I don't have a clear idea of what Salamon meant by "isn't going into systematic exploration" and I can't constrain my experience based on this line alone, if anyone feels qualified to clarify, please do. I'll deal with this on later posts.
Fears: Having learned in Lesswrong to do things I had never considered myself able to, I don't feel any fear of trying it wrong. I do however feel anxiety and fear that peeking into my reasoning process and strategic attempt at this goal won't be motivating enough for others to want to translate by analogy my experience into theirs, which wouldn't give me the critical minimal threshold of upvotes and comments necessary to keep me motivated to write about writing. That could stymie my exposition of the shortcuts that help me, and the biases that hinder me, in hope of improving my winning ability. Because I'm opening up the goal and process before it takes place, it could also forestall a case study of an attempt at strategic goal-pursuit free of survivorship bias.
Energy Vortexes: No Vortex is like the web for me. More on that later.
My workspace is pretty optimized at this point. Nowhere under these freakishly bright lights I can look around and see anything but things that make me want to write more, make me happy, or avoid distractions, like anti-mosquitoes or earplugs.
I've just found out that writing about you goals feels like getting naked in public.
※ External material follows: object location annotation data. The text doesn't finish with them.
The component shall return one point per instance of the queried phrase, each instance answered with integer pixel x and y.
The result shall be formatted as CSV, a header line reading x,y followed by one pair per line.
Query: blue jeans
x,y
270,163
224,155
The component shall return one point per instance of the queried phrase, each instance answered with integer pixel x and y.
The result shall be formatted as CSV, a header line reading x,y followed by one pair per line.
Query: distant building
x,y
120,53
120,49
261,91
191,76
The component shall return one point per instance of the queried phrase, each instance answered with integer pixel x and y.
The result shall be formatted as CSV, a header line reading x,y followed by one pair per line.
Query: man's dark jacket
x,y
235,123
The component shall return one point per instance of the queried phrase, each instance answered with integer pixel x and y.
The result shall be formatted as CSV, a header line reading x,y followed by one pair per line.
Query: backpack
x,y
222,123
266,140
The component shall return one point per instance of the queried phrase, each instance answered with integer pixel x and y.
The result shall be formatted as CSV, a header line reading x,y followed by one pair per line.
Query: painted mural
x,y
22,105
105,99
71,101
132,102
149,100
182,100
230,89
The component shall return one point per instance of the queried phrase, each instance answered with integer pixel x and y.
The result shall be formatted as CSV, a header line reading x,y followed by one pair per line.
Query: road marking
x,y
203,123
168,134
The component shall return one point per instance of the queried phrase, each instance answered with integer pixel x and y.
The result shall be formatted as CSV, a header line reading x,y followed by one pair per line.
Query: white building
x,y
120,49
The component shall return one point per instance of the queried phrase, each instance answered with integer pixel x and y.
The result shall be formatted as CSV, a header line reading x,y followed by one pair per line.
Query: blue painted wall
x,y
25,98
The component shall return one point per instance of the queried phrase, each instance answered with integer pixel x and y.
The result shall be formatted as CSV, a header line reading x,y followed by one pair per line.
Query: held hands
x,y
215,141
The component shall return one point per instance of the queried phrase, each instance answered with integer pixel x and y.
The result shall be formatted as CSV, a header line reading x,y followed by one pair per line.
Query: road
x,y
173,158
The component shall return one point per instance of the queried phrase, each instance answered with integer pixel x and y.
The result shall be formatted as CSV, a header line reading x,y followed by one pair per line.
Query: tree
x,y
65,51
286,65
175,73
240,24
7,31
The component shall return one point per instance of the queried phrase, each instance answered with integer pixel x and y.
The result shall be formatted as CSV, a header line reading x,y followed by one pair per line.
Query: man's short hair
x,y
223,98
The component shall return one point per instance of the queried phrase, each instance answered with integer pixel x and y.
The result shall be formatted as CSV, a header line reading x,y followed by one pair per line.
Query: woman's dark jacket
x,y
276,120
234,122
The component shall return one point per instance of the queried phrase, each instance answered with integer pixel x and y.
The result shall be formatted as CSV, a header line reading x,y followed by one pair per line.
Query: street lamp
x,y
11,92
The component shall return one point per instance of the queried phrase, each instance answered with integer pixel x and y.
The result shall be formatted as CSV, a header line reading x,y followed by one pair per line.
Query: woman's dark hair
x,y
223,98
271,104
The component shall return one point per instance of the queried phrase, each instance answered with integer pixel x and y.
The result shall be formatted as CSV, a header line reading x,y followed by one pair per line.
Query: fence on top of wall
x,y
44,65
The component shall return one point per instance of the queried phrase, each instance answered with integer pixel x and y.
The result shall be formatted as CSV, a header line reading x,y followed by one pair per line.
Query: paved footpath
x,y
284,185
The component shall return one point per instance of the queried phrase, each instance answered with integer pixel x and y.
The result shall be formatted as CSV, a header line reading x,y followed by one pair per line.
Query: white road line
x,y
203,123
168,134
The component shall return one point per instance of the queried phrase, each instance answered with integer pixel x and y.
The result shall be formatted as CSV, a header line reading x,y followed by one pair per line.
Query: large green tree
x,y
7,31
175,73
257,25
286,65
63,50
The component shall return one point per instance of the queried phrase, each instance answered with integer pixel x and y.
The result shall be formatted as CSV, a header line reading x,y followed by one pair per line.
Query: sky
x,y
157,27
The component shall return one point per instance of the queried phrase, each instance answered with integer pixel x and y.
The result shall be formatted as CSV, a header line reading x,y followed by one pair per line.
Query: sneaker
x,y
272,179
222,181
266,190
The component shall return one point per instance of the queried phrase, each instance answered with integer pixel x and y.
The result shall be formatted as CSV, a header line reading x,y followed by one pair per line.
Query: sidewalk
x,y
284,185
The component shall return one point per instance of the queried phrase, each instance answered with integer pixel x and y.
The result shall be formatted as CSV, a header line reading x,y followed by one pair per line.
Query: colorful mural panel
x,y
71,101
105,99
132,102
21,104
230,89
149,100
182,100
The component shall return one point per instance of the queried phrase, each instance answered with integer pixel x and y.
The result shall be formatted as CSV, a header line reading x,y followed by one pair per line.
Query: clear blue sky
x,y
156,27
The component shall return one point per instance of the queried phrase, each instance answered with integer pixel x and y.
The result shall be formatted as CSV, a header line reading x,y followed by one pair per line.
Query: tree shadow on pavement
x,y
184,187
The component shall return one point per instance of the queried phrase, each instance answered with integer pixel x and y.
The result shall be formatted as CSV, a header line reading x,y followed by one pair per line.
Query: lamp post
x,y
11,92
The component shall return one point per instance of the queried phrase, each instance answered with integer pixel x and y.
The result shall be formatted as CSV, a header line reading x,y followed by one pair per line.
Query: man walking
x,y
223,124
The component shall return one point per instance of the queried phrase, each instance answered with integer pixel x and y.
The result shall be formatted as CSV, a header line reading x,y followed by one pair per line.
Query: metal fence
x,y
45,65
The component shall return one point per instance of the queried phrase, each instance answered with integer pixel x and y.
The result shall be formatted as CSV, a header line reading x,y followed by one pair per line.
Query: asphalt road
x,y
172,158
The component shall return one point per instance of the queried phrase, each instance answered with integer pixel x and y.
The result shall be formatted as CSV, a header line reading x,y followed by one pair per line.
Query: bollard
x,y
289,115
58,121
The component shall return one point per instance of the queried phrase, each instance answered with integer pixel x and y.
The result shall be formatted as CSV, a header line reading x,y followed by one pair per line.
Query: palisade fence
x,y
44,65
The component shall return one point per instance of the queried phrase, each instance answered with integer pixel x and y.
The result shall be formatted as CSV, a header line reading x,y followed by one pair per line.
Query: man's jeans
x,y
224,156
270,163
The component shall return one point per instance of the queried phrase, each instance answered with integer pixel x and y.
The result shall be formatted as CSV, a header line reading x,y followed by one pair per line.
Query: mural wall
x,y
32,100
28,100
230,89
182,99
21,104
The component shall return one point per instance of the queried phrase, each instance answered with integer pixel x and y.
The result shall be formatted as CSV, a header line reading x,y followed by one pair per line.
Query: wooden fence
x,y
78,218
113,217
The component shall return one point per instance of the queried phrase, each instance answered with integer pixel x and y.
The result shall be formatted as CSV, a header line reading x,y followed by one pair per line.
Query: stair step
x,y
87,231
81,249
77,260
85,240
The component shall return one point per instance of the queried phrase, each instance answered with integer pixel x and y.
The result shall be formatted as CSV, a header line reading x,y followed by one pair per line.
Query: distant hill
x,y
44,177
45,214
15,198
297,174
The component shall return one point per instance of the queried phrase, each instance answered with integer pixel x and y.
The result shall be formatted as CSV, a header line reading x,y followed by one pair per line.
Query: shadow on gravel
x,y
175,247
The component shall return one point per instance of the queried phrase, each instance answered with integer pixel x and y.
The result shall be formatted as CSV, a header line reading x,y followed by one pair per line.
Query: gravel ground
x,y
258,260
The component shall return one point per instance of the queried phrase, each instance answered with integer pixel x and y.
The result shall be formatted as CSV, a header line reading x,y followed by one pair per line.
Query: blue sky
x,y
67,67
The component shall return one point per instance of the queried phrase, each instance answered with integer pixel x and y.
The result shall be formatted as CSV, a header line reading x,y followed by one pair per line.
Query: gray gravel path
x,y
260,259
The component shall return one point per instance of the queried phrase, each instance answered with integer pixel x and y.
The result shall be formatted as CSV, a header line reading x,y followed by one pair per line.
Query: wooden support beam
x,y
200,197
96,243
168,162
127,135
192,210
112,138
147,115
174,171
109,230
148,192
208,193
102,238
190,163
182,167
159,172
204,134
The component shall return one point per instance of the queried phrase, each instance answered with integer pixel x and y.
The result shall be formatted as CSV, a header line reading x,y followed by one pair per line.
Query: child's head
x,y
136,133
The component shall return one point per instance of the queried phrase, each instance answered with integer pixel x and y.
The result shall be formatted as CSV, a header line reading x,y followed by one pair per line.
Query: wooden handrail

The idea is for the next posts to be very similar to this one: find a set of strategic advices in Lesswrong, find out how to use them, and write about how am I implementing, or intending to implement them as much as possible in a way people can relate their own goal agenda, providing a case study of what happens as we go along. My favorite writer, AJ Jacobs, once set out to follow all 613 rules written anywhere in the Bible, literally. The idea here is to do something similar, but connotative. I will try to openly implement all of Lesswrong strategic offerings, and see how that goes. I don't know which posts contain the most compact, memorable or effective techniques for winning at being strategic, but I'm hoping by the end of this process the territory is better mapped for those who'd like to follow suit. Or point and laugh.